Kamis 15 Aug 2024 08:07 WIB

Jilbab Dalam Peradaban Pra-Islam

Kain ini sudah dipakai perempuan sejak zaman India, Persia, dan Yunani Kuno.

Red: Hasanul Rizqa
ILUSTRASI Karyawan menyelesaikan pembuatan jilbab lukis produksi Nasrafa di Sentra IKM (Industri Kecil Menengah) Semanggi Harmoni Solo, Jawa Tengah.
Foto: Antara/Maulana Surya
ILUSTRASI Karyawan menyelesaikan pembuatan jilbab lukis produksi Nasrafa di Sentra IKM (Industri Kecil Menengah) Semanggi Harmoni Solo, Jawa Tengah.

REPUBLIKA.CO.ID, JAKARTA -- Dari sekian banyak pokok bahasan keislaman, hijab atau jilbab merupakan salah satu tema yang sering dibahas. Ada yang memandang persoalan jilbab melalui pintu literal semata. Dalam arti, bagi yang berpandangan seperti ini, apa-apa yang tercantum dalam Alquran dan hadis wajib hukumnya dilaksanakan.

Husein Shahab tampaknya dapat dijadikan contoh kelompok ini.
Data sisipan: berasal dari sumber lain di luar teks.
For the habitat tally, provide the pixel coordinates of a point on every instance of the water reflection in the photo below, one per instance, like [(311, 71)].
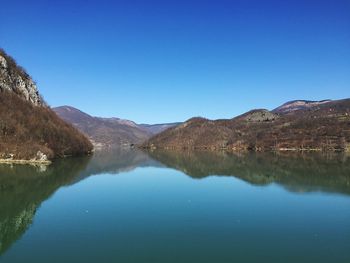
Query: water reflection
[(296, 172), (23, 188)]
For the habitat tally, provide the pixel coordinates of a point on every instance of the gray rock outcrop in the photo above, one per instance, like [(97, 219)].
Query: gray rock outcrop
[(14, 79)]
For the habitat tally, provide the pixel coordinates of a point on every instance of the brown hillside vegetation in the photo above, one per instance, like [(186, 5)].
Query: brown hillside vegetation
[(26, 129), (323, 127)]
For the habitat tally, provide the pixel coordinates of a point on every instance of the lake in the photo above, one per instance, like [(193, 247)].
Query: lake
[(163, 206)]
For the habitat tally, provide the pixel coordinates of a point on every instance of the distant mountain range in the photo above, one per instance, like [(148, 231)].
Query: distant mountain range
[(110, 132), (296, 125)]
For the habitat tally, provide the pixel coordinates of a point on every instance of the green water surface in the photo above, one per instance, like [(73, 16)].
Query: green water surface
[(163, 206)]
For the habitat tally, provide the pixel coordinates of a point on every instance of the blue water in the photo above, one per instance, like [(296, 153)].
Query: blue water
[(138, 208)]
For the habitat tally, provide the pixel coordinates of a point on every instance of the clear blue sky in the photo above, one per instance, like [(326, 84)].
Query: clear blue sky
[(163, 61)]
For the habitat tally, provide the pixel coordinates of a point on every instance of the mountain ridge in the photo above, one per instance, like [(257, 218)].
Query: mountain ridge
[(109, 132), (319, 126)]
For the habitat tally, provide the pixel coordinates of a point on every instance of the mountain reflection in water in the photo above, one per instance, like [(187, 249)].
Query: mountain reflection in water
[(23, 188)]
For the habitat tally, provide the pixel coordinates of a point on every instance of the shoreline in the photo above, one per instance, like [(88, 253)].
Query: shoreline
[(21, 161)]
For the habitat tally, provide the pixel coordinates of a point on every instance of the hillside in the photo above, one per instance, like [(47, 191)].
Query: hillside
[(30, 130), (323, 126), (109, 132)]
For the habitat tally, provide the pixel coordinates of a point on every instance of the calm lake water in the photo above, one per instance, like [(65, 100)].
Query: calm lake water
[(129, 206)]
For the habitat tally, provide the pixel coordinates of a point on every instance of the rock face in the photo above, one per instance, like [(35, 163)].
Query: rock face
[(29, 130), (260, 116), (14, 79), (322, 127)]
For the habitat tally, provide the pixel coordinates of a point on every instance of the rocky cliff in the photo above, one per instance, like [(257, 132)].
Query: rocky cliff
[(13, 78), (29, 130)]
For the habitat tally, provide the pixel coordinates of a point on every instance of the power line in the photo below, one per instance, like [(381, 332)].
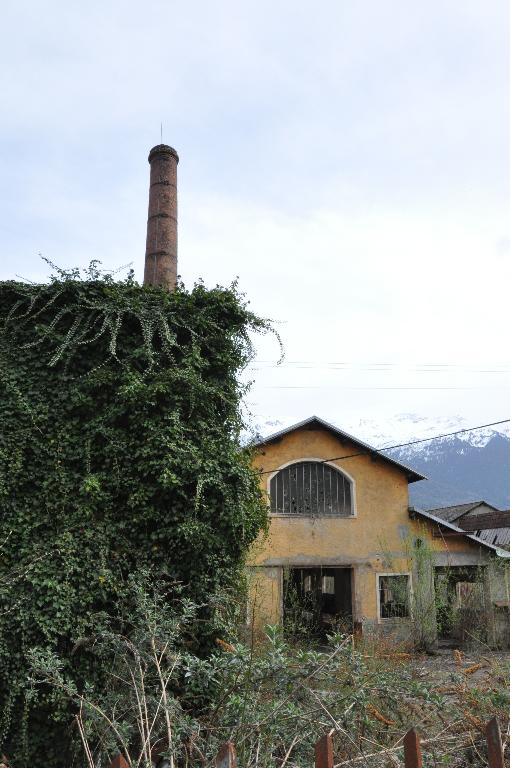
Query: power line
[(401, 445)]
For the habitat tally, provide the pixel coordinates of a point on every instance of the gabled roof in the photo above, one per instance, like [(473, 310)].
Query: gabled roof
[(457, 510), (315, 421), (451, 527)]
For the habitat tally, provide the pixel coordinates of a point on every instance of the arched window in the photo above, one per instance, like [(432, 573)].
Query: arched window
[(311, 488)]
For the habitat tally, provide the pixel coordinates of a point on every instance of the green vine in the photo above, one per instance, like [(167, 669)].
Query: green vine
[(119, 449)]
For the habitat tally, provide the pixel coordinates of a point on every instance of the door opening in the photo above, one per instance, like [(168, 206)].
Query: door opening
[(317, 601)]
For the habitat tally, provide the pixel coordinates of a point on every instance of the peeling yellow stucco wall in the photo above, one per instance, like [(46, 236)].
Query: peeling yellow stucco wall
[(375, 540)]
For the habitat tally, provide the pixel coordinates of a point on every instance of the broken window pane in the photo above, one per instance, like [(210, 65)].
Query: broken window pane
[(311, 488), (394, 596)]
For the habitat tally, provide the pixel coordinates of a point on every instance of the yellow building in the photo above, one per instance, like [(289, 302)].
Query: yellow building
[(344, 548)]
Dalam kata pengantar bukunya, Jilbab Menurut Alquran dan As-Sunnah, ia mengatakan, "Jilbab adalah satu hukum yang tegas dan pasti yang seluruh wanita Muslim diwajibkan Allah SWT untuk mengenakannya. Melanggar atau tidak mengakuinya berarti mengingkari salah satu hukum Islam yang esensial."

Baca Juga

Kelompok kedua melihat jilbab melalui pintu mistikisme. Kelompok ini meletakkan jilbab sebagai sebuah pengalaman keagamaan melalui ibadah-ibadah ritual. Sedapat mungkin mereka menjalani hidup sesuai dengan apa-apa yang diyakini dapat mendekatkan diri kepada Tuhan.

Menurut Dedy Mulyana dalam Islam: Antara Simbol dan Identitas, pemakaian jilbab yang dilandasi pengalaman keagamaan merupakan cermin dari inner-states yang tulus. Jilbab di sini bukan instrumen untuk menyenangkan orang lain atau sekadar memenuhi persyaratan masuk ke dalam sebuah institusi. Namun, ini sebagai perwujudan rasa nyaman yang subjektif.